Henri Rey : Il s'agit d'une campagne particulière, car ces élections se déroulent dans 577 circonscriptions. Il y a à la fois une campagne nationale et des campagnes conduites dans chacune de ces circonscriptions. La campagne nationale est une campagne de partis dans laquelle les principales figures dirigeantes, y compris Mme Royal, sont conduites à apporter leur contribution. Sans qu'il y ait focalisation sur une personnalité unique, comme dans le cas de l'élection présidentielle. Le PS a intérêt à inclure dans cette campagne celle qui a eu le capital de popularité le plus élevé dans la dernière période, Ségolène Royal.
CyrilDG : Pensez-vous que les actuelles dissentions au PS pourraient constituer un véritable frein aux prétentions socialistes pour les législatives ? Vont-ils arriver à cesser du moins en apparence les luttes internes ?
Henri Rey : C'est évident qu'à la suite d'un échec aussi important, 3e échec consécutif à une présidentielle, il y a de fortes interrogations, des divergences manifestes qui ont commencé à s'exprimer dès le soir de l'élection. Et peut-être même de façon plus sourde dans le cours même de la campagne.
Ces divergences sont relativement connues : conflits sur des orientations, conflits entre personnalités, courants ou tendances du parti. Mais il n'y a pas de temps et pas de lieu politiques jusqu'à la fin des élections législatives pour mener d'une façon approfondie un débat et pour arbitrer entre les divergences internes au PS. Cela se fera donc nécessairement après.
Bouda : Quel est le mal principal dont souffre le PS à quelques semaines des législatives ?
Henri Rey : Il est difficile de réduire à une seule dimension les difficultés rencontrées par ce parti.
Il y a d'abord un problème manifeste de leadership. Depuis 2002, il n'y a pas eu véritablement de leadership exercé à la tête du PS, même si celui-ci a été, pendant cette période, dirigé. Et cet état de fait a conduit à la procédure, originale, des primaires pour la désignation d'un candidat à l'élection présidentielle. Procédure originale et en même temps, d'une certaine manière, aveu de faiblesse, reconnaissance de l'absence d'un leadership clair à la tête du parti.

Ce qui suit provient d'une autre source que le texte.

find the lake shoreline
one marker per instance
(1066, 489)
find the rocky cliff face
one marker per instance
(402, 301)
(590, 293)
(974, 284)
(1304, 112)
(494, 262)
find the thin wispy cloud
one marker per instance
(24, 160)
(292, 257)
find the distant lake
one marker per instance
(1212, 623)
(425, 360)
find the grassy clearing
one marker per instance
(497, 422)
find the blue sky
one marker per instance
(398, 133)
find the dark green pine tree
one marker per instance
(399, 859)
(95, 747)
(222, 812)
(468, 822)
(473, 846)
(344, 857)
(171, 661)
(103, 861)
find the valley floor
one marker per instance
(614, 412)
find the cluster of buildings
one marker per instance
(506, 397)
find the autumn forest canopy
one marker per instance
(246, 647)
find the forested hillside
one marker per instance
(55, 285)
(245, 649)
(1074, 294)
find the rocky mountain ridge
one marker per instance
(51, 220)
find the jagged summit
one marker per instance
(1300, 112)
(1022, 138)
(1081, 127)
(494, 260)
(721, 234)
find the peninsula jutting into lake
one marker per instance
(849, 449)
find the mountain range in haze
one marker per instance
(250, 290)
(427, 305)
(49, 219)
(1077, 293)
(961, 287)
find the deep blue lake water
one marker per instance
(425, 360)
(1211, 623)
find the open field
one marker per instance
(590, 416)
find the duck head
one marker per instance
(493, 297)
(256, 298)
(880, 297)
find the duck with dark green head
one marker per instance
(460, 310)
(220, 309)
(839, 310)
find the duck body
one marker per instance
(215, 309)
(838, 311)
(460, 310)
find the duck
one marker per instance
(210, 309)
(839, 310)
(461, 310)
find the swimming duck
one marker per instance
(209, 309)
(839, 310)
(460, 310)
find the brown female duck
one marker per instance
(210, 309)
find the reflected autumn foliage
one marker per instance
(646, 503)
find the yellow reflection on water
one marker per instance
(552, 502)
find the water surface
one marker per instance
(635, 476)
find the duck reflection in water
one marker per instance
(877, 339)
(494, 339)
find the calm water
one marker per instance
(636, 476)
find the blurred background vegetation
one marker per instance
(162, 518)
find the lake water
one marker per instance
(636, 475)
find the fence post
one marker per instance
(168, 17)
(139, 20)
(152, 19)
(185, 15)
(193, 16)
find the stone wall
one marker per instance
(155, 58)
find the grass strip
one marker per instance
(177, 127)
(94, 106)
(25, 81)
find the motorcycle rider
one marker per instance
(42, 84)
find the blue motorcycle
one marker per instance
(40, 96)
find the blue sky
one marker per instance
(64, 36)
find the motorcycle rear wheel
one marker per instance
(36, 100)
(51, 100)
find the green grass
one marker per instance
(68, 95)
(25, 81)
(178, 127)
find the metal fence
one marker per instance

C'est aussi une faiblesse structurelle rencontrée par le PS sur le plan électoral. Traditionnellement, le PS pouvait compter sur deux piliers principaux qui lui apportaient leur soutien au cours des consultations électorales : d'une part les classes populaires, que, depuis le début des années 1980, il avait réussi à rallier de façon importante, y compris en s'appuyant sur le ralliement des anciens électeurs communistes ; et, d'autre part, les couches moyennes salariées, urbanisées, très sensibles aux valeurs de permissivité et de modernité incarnées par le PS dans sa phase de conquête du pouvoir.
Mais depuis 1993, l'appui populaire au PS est devenu irrégulier, inconstant, et constitue donc pour lui une source de fragilité dans les principales consultations électorales. Quant aux couches moyennes salariées, elles-mêmes continuent, certes, à appuyer de façon importante le PS, mais elles sont en même temps sensibles aux valeurs développées, dans le cadre notamment de cette élection, par la droite autour des notions d'autorité, d'ordre. Et une partie d'entre elles ne s'identifie plus aux valeurs traditionnelles du libéralisme culturel.
Troisièmement, sur le plan programmatique, le PS ne s'est pas montré convaincant dans la dimension économique et sociale de ses propositions. De ce point de vue, en ce qui concerne le financement des retraites, les moyens d'obtenir une amélioration du pouvoir d'achat, par exemple, il s'est montré moins convaincant que n'a pu l'être, dans cette élection présidentielle, le candidat de l'UMP.